Rationale:
Hypothalamic hamartoma (HH) often presents with neurological and endocrinological symptoms, with Gelastic seizures being the hallmark, but other seizure semiology can be seen. Early seizure onset and varied ictal semiology complicate identifying candidates for epilepsy surgery in young children. Untreated, seizures may develop into larger epileptic networks potentially leading to epileptic encephalopathy like Lennox-Gastaut syndrome. Seizures from HH are usually resistant to medication and linked to cognitive and behavioral decline, with surgical treatment being most effective for seizure control.
Methods:
A comprehensive clinical evaluation and literature review was conducted, including a detailed medical history, physical examination, and neurological assessment. Imaging studies, specifically electroencephalogram (EEG) and magnetic resonance imaging (MRI) of the brain were performed to confirm the diagnosis.
Results:
A 2-year-old female who presented for movements concerning for seizures a year prior with a normal workup presented with altered breathing pattern and shaking.
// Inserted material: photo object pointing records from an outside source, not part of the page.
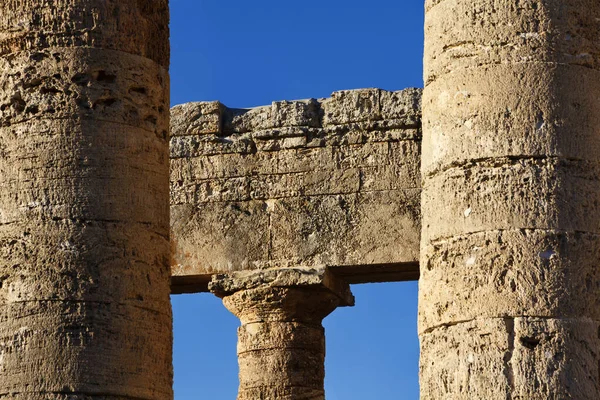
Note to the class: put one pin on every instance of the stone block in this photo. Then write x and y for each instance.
(196, 118)
(352, 106)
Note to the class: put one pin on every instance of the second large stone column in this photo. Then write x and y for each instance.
(510, 284)
(281, 342)
(84, 200)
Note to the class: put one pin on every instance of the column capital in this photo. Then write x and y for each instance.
(317, 278)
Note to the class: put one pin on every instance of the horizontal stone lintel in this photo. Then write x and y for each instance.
(353, 274)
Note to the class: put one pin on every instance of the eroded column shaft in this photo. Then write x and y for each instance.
(509, 290)
(84, 291)
(281, 341)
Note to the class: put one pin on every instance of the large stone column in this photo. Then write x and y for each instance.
(84, 269)
(510, 255)
(281, 342)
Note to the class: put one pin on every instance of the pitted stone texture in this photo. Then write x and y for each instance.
(479, 33)
(510, 217)
(520, 358)
(466, 272)
(132, 26)
(281, 342)
(84, 212)
(313, 182)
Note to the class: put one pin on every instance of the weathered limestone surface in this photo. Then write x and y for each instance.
(511, 223)
(317, 182)
(84, 224)
(281, 342)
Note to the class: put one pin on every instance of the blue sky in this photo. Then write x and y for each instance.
(249, 53)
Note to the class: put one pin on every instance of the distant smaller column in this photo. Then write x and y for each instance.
(281, 342)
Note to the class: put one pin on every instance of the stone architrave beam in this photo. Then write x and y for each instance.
(315, 182)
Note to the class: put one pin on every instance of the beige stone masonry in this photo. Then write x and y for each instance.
(281, 341)
(331, 181)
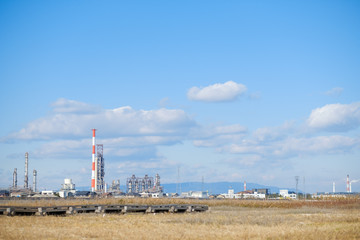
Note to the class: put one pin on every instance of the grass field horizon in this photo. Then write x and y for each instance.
(226, 219)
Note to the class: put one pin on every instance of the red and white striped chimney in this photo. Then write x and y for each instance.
(93, 164)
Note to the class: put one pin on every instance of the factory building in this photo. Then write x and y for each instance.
(98, 167)
(145, 184)
(286, 194)
(248, 194)
(67, 189)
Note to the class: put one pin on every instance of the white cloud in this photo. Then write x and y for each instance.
(335, 92)
(68, 123)
(219, 92)
(292, 146)
(63, 105)
(335, 117)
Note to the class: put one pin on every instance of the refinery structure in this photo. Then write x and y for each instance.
(146, 186)
(143, 185)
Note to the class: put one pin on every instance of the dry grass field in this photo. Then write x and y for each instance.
(226, 219)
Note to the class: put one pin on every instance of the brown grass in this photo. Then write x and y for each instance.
(350, 203)
(226, 219)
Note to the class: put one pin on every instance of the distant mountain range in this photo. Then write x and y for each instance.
(213, 188)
These events lasted approximately a minute and occurred multiple times throughout the day where she would run to an adult, stare at them, grab their legs and began hyperventilating, one event at school was associated with emesis. This would last a minute and occurred multiple times throughout the day. EEG showed one clinical seizure consisting of impaired awareness and emesis, and three electrographic seizures appearing to emanate from the right frontotemporal region. MRI head with and without contrast was completed and showed rounded/ovoid mass in hypothalamic region measuring about 13 x 13 x 12 mm with no significant associated enhancement. Neuroradiology felt the appearance was compatible with a hypothalamic hamartoma. She was started on levetiracetam 60mg/kg/day divided twice a day and referred to neurosurgery.
Conclusions:
This case adds to the few published studies of HH-related epilepsy that do not include laughter. The case highlights the importance of a board differential with pediatric epilepsy semiology and demonstrates the importance of further workup and imaging in pediatric patients with focal seizures.